Would it be possible to get rid of the blindness at County Down? Frankly, I don’t think the topography of the land would allow you to do so. And if it’s a beautiful setting you’re looking for, I can’t imagine anything to stir the heart like the 5th hole at Portrush, going down to the White Rocks and the ocean beyond.
County Down is a product of its time and I believe it should be accepted as such. And much as I dislike its blindness, it is still a sensational test in a lovely setting. Comparing it with Portrush is like looking at two Picassos. Each has great merit in its own right, but my philosophy on links golf effectively dictates my preference. Which is why, when I lived in Surrey, I named our house Dunluce.
Darren Clarke is the reigning British Open champion.

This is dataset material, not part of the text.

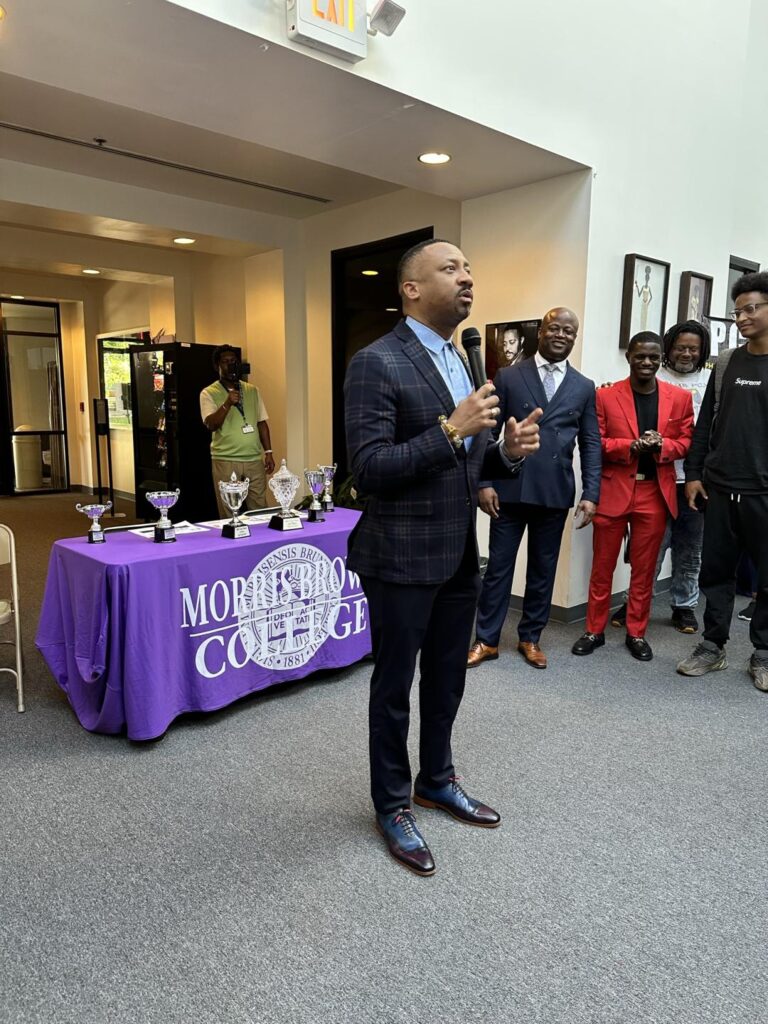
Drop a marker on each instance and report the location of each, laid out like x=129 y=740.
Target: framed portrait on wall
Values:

Sure there are some blind shots, but spectacular scenery and unrelenting challenge put Royal County Down on top
By: Dermott Gilleece
ROYAL COUNTY DOWN, for me, was love at first sight. And knowing locals would have spotted me as a newcomer a mile off, because of a tell-tale tendency to walk backward along the first fairway, so enchanting was the view of Slieve Donard I was leaving behind.
This wonderful old links in the most beguiling setting imaginable is where Michael Bonallack won a third successive British Amateur Championship—his fifth in all—in 1970. And it is where Jack Nicklaus, on his first visit, finished third in the Senior British Open of 2001.

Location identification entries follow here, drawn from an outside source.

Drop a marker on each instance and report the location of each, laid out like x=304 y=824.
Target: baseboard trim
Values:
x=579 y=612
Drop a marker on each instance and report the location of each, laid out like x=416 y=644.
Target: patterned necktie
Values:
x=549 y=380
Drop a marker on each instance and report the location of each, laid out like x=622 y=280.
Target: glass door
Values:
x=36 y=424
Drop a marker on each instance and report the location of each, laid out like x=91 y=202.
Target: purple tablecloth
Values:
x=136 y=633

I remember being decidedly miffed at the Bear’s decidedly qualified view of the great links. Wearing his designer’s hat, he referred to the almost certain litigation that would result from creating such a course today. “Is it the best course I have played in the British Isles?” he asked. “Probably not, because there are too many blind shots. But throw that aside and it is an enjoyable course, a great strategic test where you really have to play golf. I thoroughly enjoyed it.”
In defense, I like to consider the words of Tommy Armour, who famously said: “There is no such thing as a blind shot to anyone with a memory.” Indeed it can enhance its appeal for the average player, especially with no surprises on the other sides of the obscuring mounds. And as Nicklaus acknowledged: “You have to be in the right place or you are likely to get a bad bounce. That is the mark of a well thought-out golf course.”
It is difficult to imagine County Down succumbing to a 61 from a 16-year-old, which is what Rory McIlroy did over Dunluce in July 2005, albeit before it underwent badly needed lengthening. A similarly precocious Irish amateur, Jimmy Bruen, had to settle for a course-record 66 at County Down as a 19-year-old in 1939, which lasted more than 60 years.
There was a time when County Down could be criticized for its surprisingly weak finish. This was addressed, however, prior to the 1999 British Amateur when English architect Donald Steel did an overdue upgrading of the links. His most notable achievement was to transform the par-five 18th into a fearsome finale. In the process, he secured the future of a links which continues to reign supreme, for visual splendor and challenging golf on a heroic scale.
Dermot Gilleece is golf correspondent for the Dublin Sunday Independent.